Dr Khondaker Golam Moazzem on import and money supply

Published in The Financial Express on Saturday, 7 February 2015.

Money supply to economy slows down
Credit crunch, capital flight, conversion to savings tools cited as reasons

Jasim Uddin Haroon

The growth of broad -money in the economy declined substantially to 13.35 per cent by official count, as of December last, over the corresponding period a year earlier for diversion by various means.

Such a situation came clear in the latest data issued by the central bank of Bangladesh Thursday — giving analysts food for thought on the country’s economic health.

The money supply or broad-money growth — defined as total banking-sector deposits — is nearly 3.0 per cent down the target set in the monetary policy for December 2014.

The broad money or M2 growth also declined in July-December period by nearly 3.0 per cent to 5.8 per cent over the same period in 2013-14.

By definition M2 includes narrow money such as coins and notes in circulation and other money-equivalents that are easily convertible to cash.

Economists familiar with the financial developments and a number of top bank executives said this was due to the diversion of funds from the banking to other systems.

They said both public-and private-sector credit growth had fallen significantly, leading to the squeezes in the money-supply growth.

They also said a surge in the sales of the national saving certificate is also one of the reasons behind the decline in money supply.

Again, many hint that some people have siphoned off the money through over-invoicing of imports, and they identified some fictitious growth in the import of machinery during July-November period.

Dr Zahid Hussain, lead economist at the macro and financial management unit of the World Bank at its Dhaka office, appeared to be at his wits’ end over such high-and-dry situation of the money market. “Probably, I’ve never seen such low of broad money in the economy,” he says.

This, in his view, shows the economy in a stagnation-like situation as the growth of net public-sector credits was “negative”.

According to the data available with Bangladesh Bank the net credits to the public sector accounted for minus 4.63 per cent in December.

It was just reverse in its previous corresponding period — the growth stood at 4.29 per cent.

Mr Hussain also said the rate of the net foreign assets (NFA) also declined during the period under review.

The NFA was programmed up to November at 28.9 per cent and the actual figure was 26.6 per cent in November 2014, according to available data presented in the latest monetary policy.

Dr Ahsan H Mansur, executive director at the Policy Research Institute of Bangladesh (PRI), said: “This picture of the broad money is not at all rosy by any means.”

Mr Mansur, who had worked as the division chief of the International Monetary Fund (IMF) at its Middle-East and Central Asia office, assumed that capital flight might have slowed down the money supply growth.

He also said a part of the money has entered the government borrowing tools through the national saving certificates.

The net sales of saving certificates amounted to Tk 131.35 billion in the six months of the FY2015, substantially up from the target of Tk 90.56 billion.

Dr Khandker Moazzem Hossain, additional director at the Centre for Policy Dialogue (CPD), sees possibility of capital flight as there are many import items that seem to be fictitious.
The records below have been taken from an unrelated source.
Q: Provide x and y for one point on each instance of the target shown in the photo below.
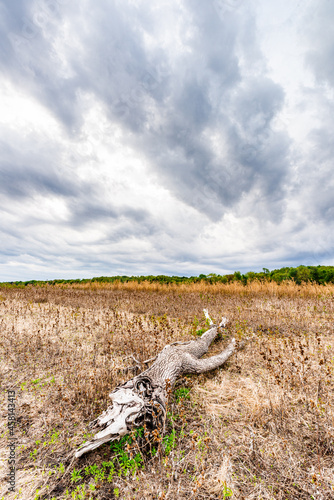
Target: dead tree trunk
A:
(142, 400)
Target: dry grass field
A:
(260, 427)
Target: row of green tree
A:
(300, 274)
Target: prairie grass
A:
(260, 427)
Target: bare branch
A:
(142, 400)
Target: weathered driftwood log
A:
(142, 400)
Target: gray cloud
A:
(187, 85)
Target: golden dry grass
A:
(261, 427)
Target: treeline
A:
(300, 274)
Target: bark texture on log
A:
(142, 400)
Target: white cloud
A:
(180, 137)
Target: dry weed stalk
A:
(270, 410)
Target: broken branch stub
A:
(142, 400)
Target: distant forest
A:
(300, 274)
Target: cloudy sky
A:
(172, 137)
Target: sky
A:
(178, 137)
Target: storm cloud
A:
(178, 138)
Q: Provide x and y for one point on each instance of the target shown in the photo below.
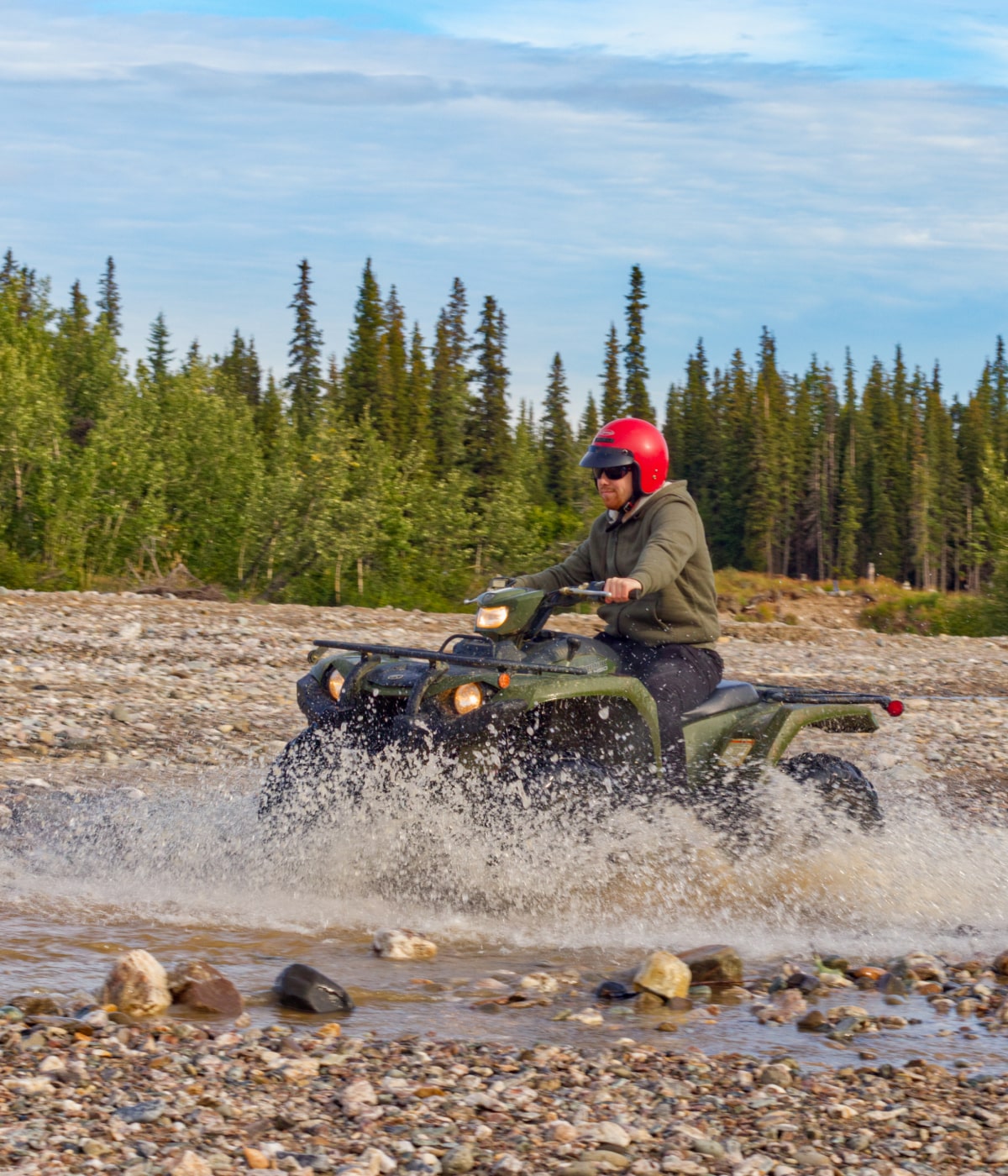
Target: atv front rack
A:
(438, 655)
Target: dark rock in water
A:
(143, 1113)
(890, 984)
(804, 982)
(200, 985)
(300, 987)
(713, 964)
(37, 1005)
(613, 990)
(814, 1021)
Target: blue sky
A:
(835, 172)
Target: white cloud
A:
(209, 155)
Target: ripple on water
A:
(187, 872)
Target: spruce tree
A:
(303, 381)
(848, 509)
(612, 391)
(393, 412)
(590, 423)
(449, 380)
(699, 441)
(109, 303)
(417, 396)
(558, 443)
(487, 434)
(159, 353)
(638, 402)
(241, 372)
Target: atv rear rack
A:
(438, 655)
(795, 694)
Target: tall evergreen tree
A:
(417, 396)
(638, 402)
(612, 391)
(362, 365)
(590, 421)
(394, 411)
(558, 443)
(109, 302)
(240, 370)
(449, 379)
(487, 433)
(303, 379)
(159, 353)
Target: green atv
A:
(543, 717)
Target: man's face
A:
(614, 491)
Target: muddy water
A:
(186, 870)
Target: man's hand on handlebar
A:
(620, 588)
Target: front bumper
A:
(459, 731)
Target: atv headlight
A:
(467, 697)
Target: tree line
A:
(400, 472)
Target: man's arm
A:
(672, 543)
(575, 570)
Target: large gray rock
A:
(713, 964)
(197, 984)
(663, 974)
(137, 985)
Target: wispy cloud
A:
(763, 184)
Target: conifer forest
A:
(402, 472)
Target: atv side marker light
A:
(467, 697)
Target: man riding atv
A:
(649, 549)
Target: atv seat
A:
(727, 696)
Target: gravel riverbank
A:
(105, 691)
(176, 1099)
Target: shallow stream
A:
(185, 872)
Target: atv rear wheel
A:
(845, 790)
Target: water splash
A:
(421, 846)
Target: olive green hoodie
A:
(660, 543)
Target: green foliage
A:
(402, 478)
(933, 613)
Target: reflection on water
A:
(188, 872)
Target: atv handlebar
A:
(596, 588)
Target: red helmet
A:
(627, 441)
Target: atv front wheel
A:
(843, 788)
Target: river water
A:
(186, 872)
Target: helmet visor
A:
(602, 456)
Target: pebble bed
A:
(96, 687)
(184, 1100)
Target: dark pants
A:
(679, 678)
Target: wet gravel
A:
(178, 1099)
(96, 687)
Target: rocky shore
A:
(112, 691)
(96, 685)
(176, 1099)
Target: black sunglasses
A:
(614, 473)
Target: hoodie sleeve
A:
(575, 570)
(669, 549)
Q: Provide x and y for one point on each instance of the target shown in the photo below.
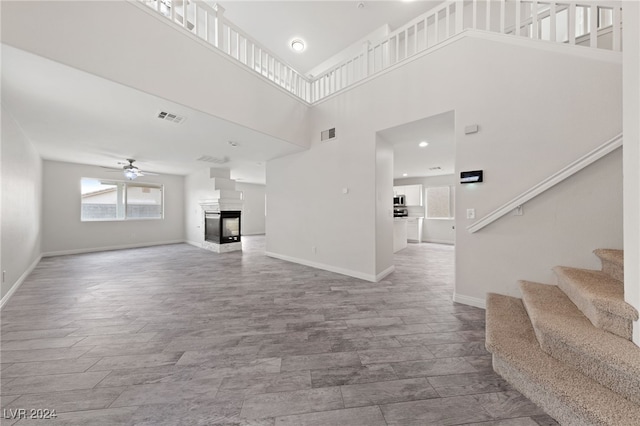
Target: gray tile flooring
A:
(176, 335)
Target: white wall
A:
(535, 116)
(21, 218)
(631, 130)
(560, 227)
(140, 49)
(63, 232)
(439, 231)
(310, 220)
(253, 209)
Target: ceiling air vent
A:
(327, 135)
(174, 118)
(210, 159)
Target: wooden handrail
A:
(567, 171)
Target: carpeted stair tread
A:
(612, 262)
(563, 392)
(567, 335)
(599, 297)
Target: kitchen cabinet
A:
(414, 229)
(412, 193)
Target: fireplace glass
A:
(222, 227)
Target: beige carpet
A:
(567, 335)
(612, 262)
(600, 297)
(563, 392)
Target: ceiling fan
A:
(131, 172)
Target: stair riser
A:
(549, 402)
(613, 270)
(591, 367)
(599, 318)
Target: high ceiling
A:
(410, 159)
(74, 116)
(327, 27)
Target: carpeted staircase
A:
(568, 347)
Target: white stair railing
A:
(592, 23)
(209, 24)
(565, 22)
(554, 179)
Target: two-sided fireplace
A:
(222, 227)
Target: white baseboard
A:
(467, 300)
(439, 242)
(109, 248)
(330, 268)
(384, 273)
(19, 282)
(194, 243)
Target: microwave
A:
(398, 200)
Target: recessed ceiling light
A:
(297, 45)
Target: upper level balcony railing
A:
(590, 23)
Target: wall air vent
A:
(327, 135)
(210, 159)
(167, 116)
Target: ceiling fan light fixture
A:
(298, 45)
(131, 173)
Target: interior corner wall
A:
(253, 209)
(631, 141)
(439, 231)
(321, 203)
(21, 205)
(384, 212)
(65, 233)
(139, 48)
(534, 115)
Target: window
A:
(439, 202)
(114, 200)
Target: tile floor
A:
(176, 335)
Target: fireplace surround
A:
(222, 227)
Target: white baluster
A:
(534, 20)
(219, 26)
(518, 18)
(426, 32)
(406, 43)
(474, 17)
(593, 27)
(616, 29)
(447, 19)
(572, 24)
(552, 21)
(195, 20)
(365, 58)
(488, 16)
(459, 16)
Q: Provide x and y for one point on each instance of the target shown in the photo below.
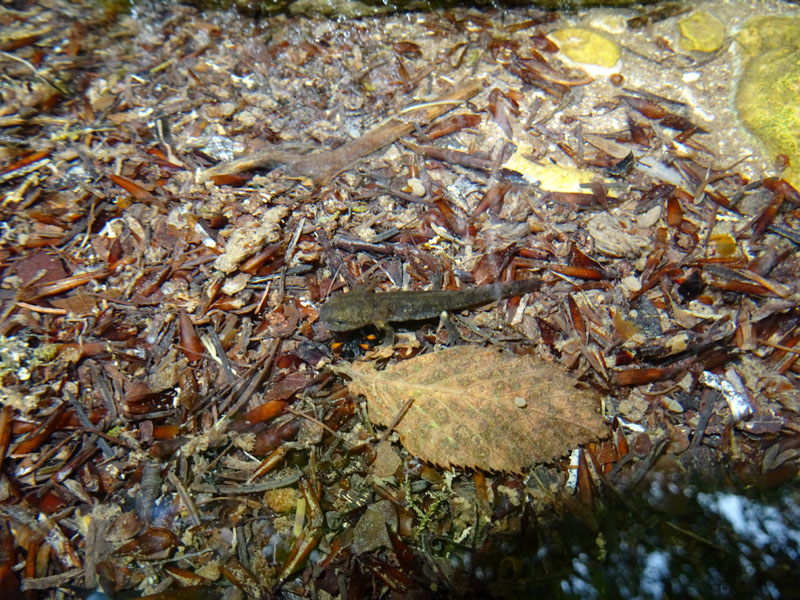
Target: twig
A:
(321, 166)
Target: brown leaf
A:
(479, 407)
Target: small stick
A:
(321, 166)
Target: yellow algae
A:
(768, 92)
(701, 31)
(587, 47)
(550, 177)
(760, 34)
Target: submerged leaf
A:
(480, 407)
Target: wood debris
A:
(172, 423)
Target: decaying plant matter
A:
(175, 422)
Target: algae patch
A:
(701, 32)
(768, 93)
(587, 47)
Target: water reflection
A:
(724, 546)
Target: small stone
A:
(701, 32)
(587, 47)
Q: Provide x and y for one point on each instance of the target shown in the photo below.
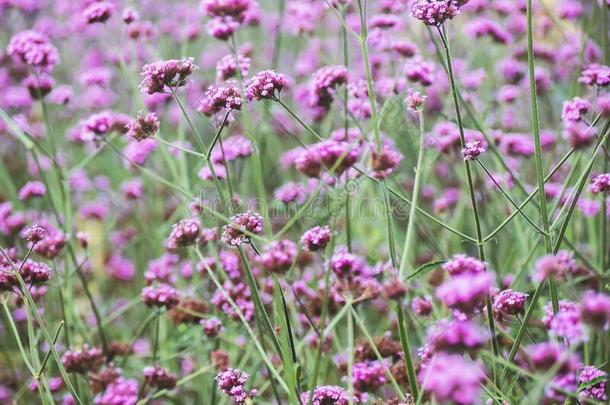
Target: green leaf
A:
(425, 268)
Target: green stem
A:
(258, 302)
(11, 322)
(538, 148)
(408, 253)
(30, 301)
(473, 200)
(404, 340)
(505, 194)
(364, 49)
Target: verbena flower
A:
(160, 76)
(450, 377)
(265, 85)
(34, 49)
(508, 303)
(240, 226)
(316, 238)
(232, 382)
(435, 12)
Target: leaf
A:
(425, 268)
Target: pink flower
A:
(33, 49)
(450, 377)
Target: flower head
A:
(600, 184)
(265, 85)
(166, 74)
(232, 382)
(144, 126)
(240, 226)
(316, 238)
(472, 150)
(435, 12)
(33, 49)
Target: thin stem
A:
(505, 194)
(364, 49)
(538, 148)
(408, 252)
(404, 340)
(46, 357)
(528, 199)
(473, 200)
(30, 301)
(217, 136)
(11, 322)
(258, 302)
(299, 120)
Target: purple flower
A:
(162, 295)
(211, 327)
(291, 193)
(265, 85)
(346, 265)
(566, 323)
(121, 391)
(597, 391)
(595, 75)
(160, 378)
(222, 28)
(450, 377)
(34, 234)
(421, 306)
(368, 376)
(507, 303)
(83, 360)
(487, 27)
(233, 148)
(171, 73)
(595, 309)
(465, 292)
(120, 267)
(184, 233)
(217, 99)
(327, 395)
(574, 110)
(232, 382)
(461, 264)
(39, 86)
(144, 126)
(236, 9)
(99, 11)
(240, 227)
(558, 265)
(226, 67)
(600, 184)
(324, 81)
(472, 150)
(420, 71)
(316, 238)
(33, 49)
(435, 12)
(415, 100)
(31, 190)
He said the National Board of Revenue has revealed the suspicious growth in imports of capital machinery during the July-November period.

“The imports for a large number of items are exceptionally high,” Mr Moazzem said.

A CPD analysis says whether this is an issue of ‘misdeclaration’ or mispricing or whether flight of capital is taking place through this is something that needs to be examined thoroughly by competent authorities.

Banking-sector people feel the slow growth may hit them after rise in the credit flows.

Md Nurul Amin, Managing Director and Chief Executive Officer of Meghna Bank, said: ‘We have adequate liquidity now. For this reason we are not facing problems.”

He said transaction had slowed in recent months. “This is an indication that the money supply has slowed.”